Your distribution’s package manager probably uses GPG signature checking to provide an extremely strong guarantee that the software packages you download have not been maliciously modified by a man in the middle (MITM) attacker when traveling over the Internet from your distribution to you. Smaller distros might have no such infrastructure in place (these distros are not safe to use), but for most major distros, a MITM attack between your distribution and your computer would be very difficult to pull off once your distribution has been installed. (Installing a distribution for the first time is another matter.)
But what guarantee is there that no MITM attacker compromised the tarballs when they were downloaded from upstream by a distro package maintainer? If you think distro package maintainers bother with silly things like GPG signature checking when downloading tarballs, then I regret to inform you that Santa is not real, and your old pet is not on vacation, it is dead.
HTTPS is far from perfect, but it’s much better than no HTTPS, and it is the only effective way to secure packages between upstreams and distributions. Now for an easy game: find an important free software package that is distributed upstream without using HTTPS. Don’t bother with small desktop software either, focus on big name stuff. You have a one minute time limit, because this game would be too easy otherwise. Ready, set, go.
Done? Think about how many different ways exist for an attacker to insert arbitrary code into the tarball you found. HTTPS makes these attacks far more difficult. Webmasters, please take a few minutes to secure your site with HTTPS and HSTS.
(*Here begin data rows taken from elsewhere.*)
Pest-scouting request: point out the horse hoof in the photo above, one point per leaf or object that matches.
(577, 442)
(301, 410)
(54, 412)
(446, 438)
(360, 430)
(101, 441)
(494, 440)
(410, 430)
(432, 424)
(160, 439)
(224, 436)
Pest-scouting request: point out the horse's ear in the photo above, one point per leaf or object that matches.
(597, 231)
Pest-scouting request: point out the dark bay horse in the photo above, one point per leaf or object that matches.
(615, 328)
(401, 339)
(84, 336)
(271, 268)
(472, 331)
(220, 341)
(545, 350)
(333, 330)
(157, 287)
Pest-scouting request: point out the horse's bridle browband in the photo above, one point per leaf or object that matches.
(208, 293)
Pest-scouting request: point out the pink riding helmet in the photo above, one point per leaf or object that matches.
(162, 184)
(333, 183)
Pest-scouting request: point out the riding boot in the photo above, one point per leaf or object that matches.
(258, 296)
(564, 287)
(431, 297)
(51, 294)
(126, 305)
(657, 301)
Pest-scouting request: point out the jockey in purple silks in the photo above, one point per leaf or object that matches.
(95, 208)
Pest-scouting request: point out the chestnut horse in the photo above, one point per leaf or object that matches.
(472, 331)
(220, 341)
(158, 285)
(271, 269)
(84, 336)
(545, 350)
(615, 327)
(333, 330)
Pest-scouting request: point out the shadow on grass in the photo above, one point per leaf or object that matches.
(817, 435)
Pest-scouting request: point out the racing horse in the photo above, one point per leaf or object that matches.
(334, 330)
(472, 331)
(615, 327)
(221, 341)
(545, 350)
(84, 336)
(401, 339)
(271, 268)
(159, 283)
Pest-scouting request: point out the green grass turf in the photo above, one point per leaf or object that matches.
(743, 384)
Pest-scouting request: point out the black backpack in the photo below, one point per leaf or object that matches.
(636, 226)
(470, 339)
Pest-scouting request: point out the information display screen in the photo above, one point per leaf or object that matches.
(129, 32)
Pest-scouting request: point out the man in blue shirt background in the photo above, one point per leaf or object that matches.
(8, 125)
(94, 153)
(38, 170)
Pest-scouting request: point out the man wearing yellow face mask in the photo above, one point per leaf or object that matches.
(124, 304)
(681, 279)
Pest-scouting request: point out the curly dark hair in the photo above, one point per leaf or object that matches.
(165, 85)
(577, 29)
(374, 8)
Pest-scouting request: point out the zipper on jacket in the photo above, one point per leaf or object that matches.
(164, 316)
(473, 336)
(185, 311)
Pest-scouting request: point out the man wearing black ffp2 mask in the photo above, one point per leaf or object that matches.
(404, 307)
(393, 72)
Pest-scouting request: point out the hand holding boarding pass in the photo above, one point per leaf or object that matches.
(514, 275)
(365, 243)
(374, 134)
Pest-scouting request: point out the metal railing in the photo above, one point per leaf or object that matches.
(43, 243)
At least in Debian, package maintainers can make use of cryptographic signatures of upstream tarballs.
See https://wiki.debian.org/debian/watch#Cryptographic_signature_verification
“Can” doesn’t mean “do”, though. Most distributions have some facility for this, but if you check, you’ll find few packagers actually bother doing it, certainly for every update.
You also have to worry, of course, about the distribution’s approach to trusting packagers, and each individual packager’s security – people with commit rights to major distros are of course *extremely* attractive targets for attackers, but it’s amazing how few of them have ever thought about this, if you ask ’em. Do they have a dedicated ssh key for pushing to the distro repos that they lock after using and change the passphrase on frequently? No? Oh dear…
As others have suggested, why bother with tarballs at all? The upstream project can declare a particular revision to be the release (either with signed tags in a system such as git, or just in the release announcement) and you get that. The release announcement can be replaced with a fake one, of course, but if you can do that you could equally well change the download location for tarballs.
It used to be the case that there were things in the source tarball that weren’t in the source tree, such as the ‘configure’ script generated by autoconf. I think that nowadays the distributions would be quite happy to pull the pristine source code and run autoconf as part of the build.
See https://github.com/cgwalters/git-evtag for even stronger signed git tags.
I sent nginx security team an email about their insecure repo instructions (http://nginx.org/en/linux_packages.html) a few weeks ago. No response. No improvement. You better already be a security expert if you want to use the nginx repo properly.
On the bright side, I sent a similar email to http://yum.postgresql.org/ and they switched to HTTPS RPM repo links the next day.
I don’t know about nginx’s hardware, but many open source projects and their mirrors struggle with old hardware that may not have hardware-accelerated TLS implementations. To many popular package archives adding https will simple add too much of a CPU overhead.
Do other distro packagers still fetch tarballs? I thought we’d long since moved to (signed) git tags.
I’m not aware of any distros that use signed git tags.